2.1.3. FTIR spectroscopic measurements. Infrared spectra were collected using a Nicolet 8700 USB IR spectrometer equipped with a deuterated triglycine sulphate (DTGS) detector, a KBr beam splitter and a standard PIKE Technologies ATRMax device. The ATR element was a crystalline ZnSe plate (56 mm × 10 mm × 4 mm) with an aperture angle of 45° yielding seven internal reflections. Polarisation studies were conducted with a ZnSe grating polariser placed before the ATR device. The schematic diagram of polarised ATR-FTIR device was shown in Fig. 1. Lipid samples were positioned on the surface of the ZnSe plate. The dichroic ratio (R^ATR) value is an average one from three experiments. The infrared spectra of the lipid samples were recorded in the 4000–650 cm⁻¹ region at 298 K, and 128 scans were taken for each interferogram at 4 cm⁻¹ resolution. OMNIC 8.1 software (Thermo Fisher Scientific Inc.) was used for data processing. Second derivative spectra were obtained with a 5-point Norris derivative method.

Fig. 1 The schematic diagram of polarised ATR-FTIR device.

2.2. Calculations

As the water molecules can not penetrate into the interior of POPC bilayers in the gel and liquid-crystalline state,²⁶ the salt ions also have negligible effect on the structure of POPC bilayer,²⁷ so the QM calculations were performed using the Gaussian 09 computational chemistry program²⁸ in the gas phase. The geometry optimisation and frequency calculation were performed at the ωB97X-D/6-31G (d,p) level²⁹ for POPC–side chain group complexes.

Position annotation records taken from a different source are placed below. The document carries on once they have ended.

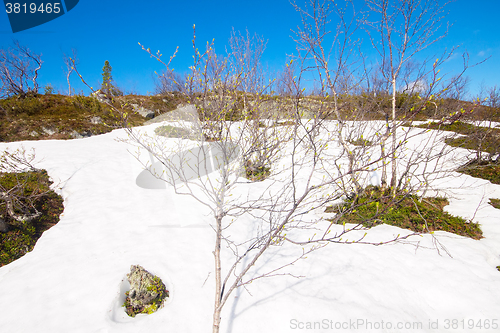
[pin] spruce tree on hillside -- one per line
(107, 86)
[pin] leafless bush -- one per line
(19, 68)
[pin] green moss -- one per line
(406, 211)
(495, 203)
(158, 287)
(259, 174)
(20, 118)
(22, 237)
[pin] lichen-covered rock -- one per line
(147, 292)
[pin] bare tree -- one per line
(70, 61)
(401, 30)
(19, 68)
(308, 177)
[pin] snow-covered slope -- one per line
(73, 280)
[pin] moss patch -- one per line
(375, 207)
(44, 117)
(495, 203)
(257, 174)
(22, 237)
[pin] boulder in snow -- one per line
(147, 292)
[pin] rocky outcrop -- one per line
(147, 292)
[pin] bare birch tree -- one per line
(19, 68)
(69, 62)
(208, 167)
(401, 30)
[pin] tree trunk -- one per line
(393, 129)
(218, 278)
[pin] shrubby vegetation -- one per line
(406, 210)
(29, 191)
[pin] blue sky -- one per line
(111, 30)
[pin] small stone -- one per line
(147, 292)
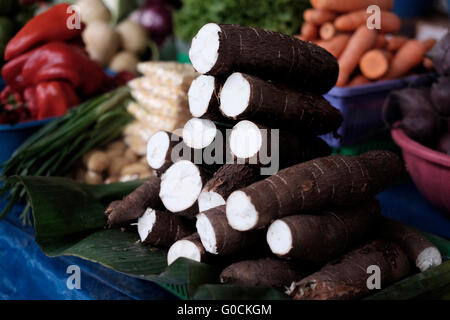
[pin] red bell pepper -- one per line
(54, 98)
(61, 61)
(50, 25)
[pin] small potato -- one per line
(117, 165)
(130, 155)
(134, 168)
(93, 178)
(98, 161)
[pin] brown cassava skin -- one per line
(346, 278)
(360, 42)
(274, 56)
(389, 22)
(228, 240)
(320, 183)
(411, 241)
(291, 148)
(268, 272)
(336, 45)
(350, 5)
(195, 239)
(213, 113)
(277, 106)
(230, 177)
(134, 205)
(318, 17)
(324, 236)
(167, 229)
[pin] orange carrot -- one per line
(389, 22)
(350, 5)
(374, 64)
(409, 56)
(360, 42)
(395, 42)
(381, 41)
(335, 45)
(318, 17)
(309, 31)
(429, 43)
(358, 80)
(428, 64)
(327, 31)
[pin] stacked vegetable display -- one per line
(364, 54)
(161, 101)
(423, 112)
(313, 226)
(47, 72)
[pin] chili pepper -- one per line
(61, 61)
(50, 25)
(54, 98)
(12, 71)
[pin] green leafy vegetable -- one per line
(278, 15)
(54, 149)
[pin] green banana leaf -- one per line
(69, 220)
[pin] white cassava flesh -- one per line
(181, 185)
(279, 238)
(200, 94)
(199, 133)
(205, 47)
(241, 213)
(145, 223)
(429, 257)
(157, 148)
(235, 95)
(210, 199)
(245, 139)
(207, 234)
(183, 249)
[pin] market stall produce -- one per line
(364, 54)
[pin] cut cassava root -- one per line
(322, 237)
(159, 151)
(419, 250)
(314, 185)
(203, 96)
(189, 247)
(219, 238)
(181, 185)
(225, 180)
(347, 277)
(162, 229)
(134, 205)
(247, 97)
(220, 49)
(261, 145)
(268, 272)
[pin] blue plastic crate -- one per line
(362, 107)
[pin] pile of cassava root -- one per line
(313, 227)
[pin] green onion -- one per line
(54, 149)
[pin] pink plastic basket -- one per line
(429, 169)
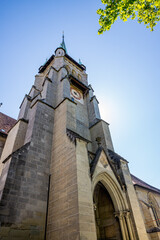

Model systems contained only a 3-hexene chain was used instead of a full length lipid molecule, as well as the side chain groups of amino acid methyl esters. The geometry optimisation and frequency calculation were also performed at the Møller–Plesset second-order perturbation theory (MP2)/6-31G (d,p) level³⁰ for model systems and were performed using the “opt = modredundant” command after freezing and increasing the distance of the C9 and C27 of interest two 3-hexene motif from 3.27 Å to 3.87 Å every 0.2 Å. The factor of 0.950 for ωB97X-D/6-31G (d,p) and 0.933 for MP2/6-31G (d,p) were used to scale the vibrational frequencies to correct for the harmonic approximation, respectively.³¹ Normal modes and IR spectra were displayed using the GaussView program.

3. Results and discussion

3.1. FTIR spectra of POPC bilayers and POPC bilayer–amino acid methyl ester complexes

A typical infrared spectrum for POPC bilayers and FTIR spectra of POPC bilayer–amino acid methyl ester complexes in the 3600–650 cm⁻¹ region are presented in Fig. 2A and B, respectively. Most of the vibrational peaks could be unambiguously assigned,³² as listed in Table S1 in the ESI.† For POPC bilayers, the band of the =CH stretching mode at 3010 cm⁻¹ and the C=C stretching mode at 1651 cm⁻¹ can be clearly identified. For POPC bilayer–amino acid methyl ester complexes, the vibrational frequencies of CH₂ antisymmetric and symmetric stretching modes show blue shifts to some extent. Besides, the vibrational frequencies of =CH and C=C stretching modes show evident changes in POPC bilayer–amino acid methyl ester complexes. The second-derivative FTIR spectra of POPC bilayers and POPC bilayer–amino acid methyl ester complexes in the =CH stretching region are presented in Fig. 2C. An obvious red shift of 3 cm⁻¹ for the =CH stretching band in POPC acyl chains was observed when tryptophan methyl ester (Trp-OMe) and phenylalanine methyl ester (Phe-OMe) were added into pure POPC bilayers, and a red shift of 2 cm⁻¹ was observed when tyrosine methyl ester (Tyr-OMe) was added. However, there was only a small red shift of 1 cm⁻¹ when leucine methyl ester (Leu-OMe) was mixed. Furthermore, the second-derivative FTIR spectra in the C=C stretching region are presented in Fig. 2D. The C=C stretching band of POPC bilayers was shifted from 1651 cm⁻¹ to 1646 cm⁻¹ (a red shift of 5 cm⁻¹) when Trp-OMe, Phe-OMe and Tyr-OMe were added, respectively. However, a red shift of 0 cm⁻¹ was observed when Leu-OMe was mixed, which shows almost no change in the C=C stretching frequency of POPC bilayers. In addition, the PO₂⁻ antisymmetric stretching band at 1241 cm⁻¹ and PO₂⁻ symmetric stretching band at 1091 cm⁻¹ show different variations when different amino acid methyl esters were added, and the C–N⁺–C antisymmetric stretching band at 968 cm⁻¹ shows a small red shift of 1 cm⁻¹ when four amino acid methyl esters were added. These bands are mainly associated with the interface region of POPC membrane. In this paper, we aim at investigating the effect of POPC acyl chains packing. Therefore, alterations in the frequency values of =CH and C=C stretching vibrations of POPC can be used to probe the effect of amino acid methyl esters on the POPC acyl chains packing when they were mixed into the membrane bilayers.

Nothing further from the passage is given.